これを5cmほどの長さに切って、さらにその筒の先端付近に切り込みを入れてそこにタコ糸を結んでこんな部品を作ってみた。
これをばくわなの紐の輪っかの結び目付近にこのように取り付けてやる。
前回のキリコの動画を見ても、あるいは実際に切られた紐の画像を見てもわかることだが、噛み切られる恐れのある場所は決まっているのでそこさえガードしてやればよかろうというわけである。
これを仕掛けるのだが、これを左画像のように筒を真上に置いて普通に仕掛けると捕獲自体に失敗する。
これだと罠が発動するとホースの筒がネコの首の真上に落ちるがそこで止まってしまう。
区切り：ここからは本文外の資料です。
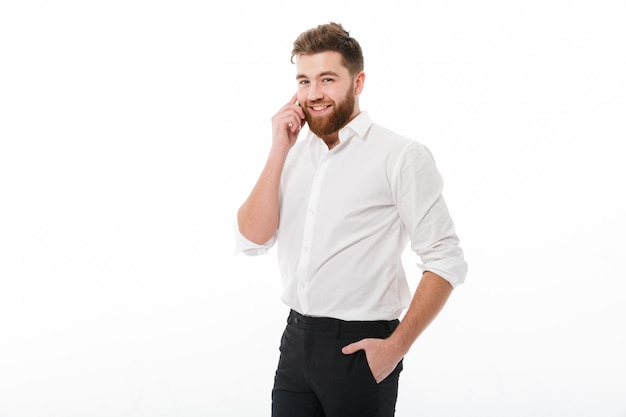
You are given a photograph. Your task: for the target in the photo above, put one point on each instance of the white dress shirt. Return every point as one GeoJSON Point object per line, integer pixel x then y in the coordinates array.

乾電池おもりは元々たいした力がないのでいったんネコの首に落ちた筒も引けないのです。
筒を落とすのはネコの首の真上ではダメで確実にネコの首の右側に落とし込んでやらないといけない。
それで右の画像のように筒を輪っかにはめ込んで一体化させてさらに少し右寄りにシフトさせて確実に首の右側に落ちるように仕掛けてやる。
これでOK。
■ 実戦確保の瞬間
結果の動画がこちら。
捕獲は問題なし。
この時は夜家にいて捕まったのはすぐわかったのだが、あとは紐ガードの具合はどうかしばらく様子見してみようかと、確かテレビドラマを見ながらちらちらと監視カメラの様子を横目で見ていたのだが…
その思わぬ事態が発生したのは捕獲成功から一時間後のことであった。
この場面を監視カメラを通してリアルタイムで目撃してしまい、激しく動揺したのを覚えている。
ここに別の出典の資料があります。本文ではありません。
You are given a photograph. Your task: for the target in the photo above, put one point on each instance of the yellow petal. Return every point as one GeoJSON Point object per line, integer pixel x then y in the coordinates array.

私にとっては、まさに絵に描いたようなというか、マンガのような「あぁッ、しまった!」の瞬間であった。
ネコの口、キバによる攻撃を防ぎさえすればと、それだけを考え過ぎてネコの前足の存在をすっかり失念していたのが敗因である。
本来ばくわなの紐の輪がいったん首にフィットしてしまえば、ネコの不器用な手と頭ではそれをゆるめることはできない。
もしネコがアライグマのようなモノをつかむことができるような器用な手を持っていたら、もともとストッパーも何もついていないのだからこんな紐など簡単にゆるめて外してしまうだろう。
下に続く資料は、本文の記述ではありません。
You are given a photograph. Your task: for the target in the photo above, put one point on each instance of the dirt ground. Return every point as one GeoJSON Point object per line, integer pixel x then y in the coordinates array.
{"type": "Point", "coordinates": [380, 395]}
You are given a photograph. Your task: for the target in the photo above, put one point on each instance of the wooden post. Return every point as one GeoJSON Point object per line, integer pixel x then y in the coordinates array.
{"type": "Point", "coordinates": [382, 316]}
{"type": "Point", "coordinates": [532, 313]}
あるいはネコも本当に頭が良かったら爪をほんの少し紐に引っ掛けてすっとゆるめるだけで、こんな罠などあっさり無力化してしまうだろう。
しかしそんなネコはいないのである。
それが今回は、ネコの不器用な手でも紐をゆるめることのできる装置をわざわざつけてしまったようなものである。
紐ガード部品をネコが何気なく前足ではらっただけで首にフィットしていた紐があっさりゆるんでしまった。
だが今回のネコは頭悪すぎというか、紐がゆるんだことにまったく気づいてなかったのがこちらに幸いした。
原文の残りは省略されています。